Graveslab, Dungarvan, Co. Kilkenny
Co. Kilkenny |
Tombs & Memorials
Scattered across a graveyard in the Kilkenny townland of Dungarvan are a group of medieval stone slabs that carry no names, no dates, and no epitaphs.
What they do carry are incised crosses and, on some, carved human heads in relief, faces pressed into the stone above graves whose occupants have left no other trace.
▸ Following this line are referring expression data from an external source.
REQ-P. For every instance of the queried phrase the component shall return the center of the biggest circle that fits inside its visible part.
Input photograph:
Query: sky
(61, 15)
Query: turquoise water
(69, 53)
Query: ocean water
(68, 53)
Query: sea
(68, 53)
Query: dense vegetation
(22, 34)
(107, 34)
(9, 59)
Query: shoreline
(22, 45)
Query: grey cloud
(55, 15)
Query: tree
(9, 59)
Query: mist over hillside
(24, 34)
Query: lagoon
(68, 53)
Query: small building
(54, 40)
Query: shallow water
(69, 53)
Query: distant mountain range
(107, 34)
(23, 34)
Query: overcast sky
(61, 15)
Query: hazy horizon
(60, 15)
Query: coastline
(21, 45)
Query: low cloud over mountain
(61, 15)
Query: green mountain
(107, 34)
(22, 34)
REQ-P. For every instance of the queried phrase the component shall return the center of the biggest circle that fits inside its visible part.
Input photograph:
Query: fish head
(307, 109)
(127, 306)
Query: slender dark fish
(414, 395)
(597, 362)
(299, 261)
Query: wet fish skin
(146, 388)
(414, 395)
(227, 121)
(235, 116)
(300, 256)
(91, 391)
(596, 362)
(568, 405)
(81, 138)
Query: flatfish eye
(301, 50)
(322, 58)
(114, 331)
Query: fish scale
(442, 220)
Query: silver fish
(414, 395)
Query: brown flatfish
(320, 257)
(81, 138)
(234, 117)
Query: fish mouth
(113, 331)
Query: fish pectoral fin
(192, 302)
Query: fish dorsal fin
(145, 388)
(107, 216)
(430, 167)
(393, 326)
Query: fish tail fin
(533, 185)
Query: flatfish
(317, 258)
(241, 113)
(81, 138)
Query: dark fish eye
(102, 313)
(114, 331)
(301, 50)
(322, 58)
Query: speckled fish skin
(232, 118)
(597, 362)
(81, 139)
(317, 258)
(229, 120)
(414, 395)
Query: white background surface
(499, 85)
The slabs sit roughly ten to fifteen metres south-west of the porch of a ruined Church of Ireland church, itself built on the site of a medieval foundation. Writing in 1905, the historian William Carrigan counted about half a dozen of them, describing coffin-shaped stones, all uninscribed, all bearing incised crosses, with several showing those carved heads. Coffin-shaped grave slabs of this kind were common across medieval Ireland and Britain, typically cut to taper from the shoulder end toward the foot, and were used from roughly the twelfth century onward. The incised cross was the most standard form of decoration, a mark of Christian burial that needed no further explanation. The relief heads are the more unusual detail, a motif that occasionally appears on medieval Irish grave monuments but is far from routine, and whose precise significance, devotional, commemorative, or apotropaic, remains a matter of interpretation.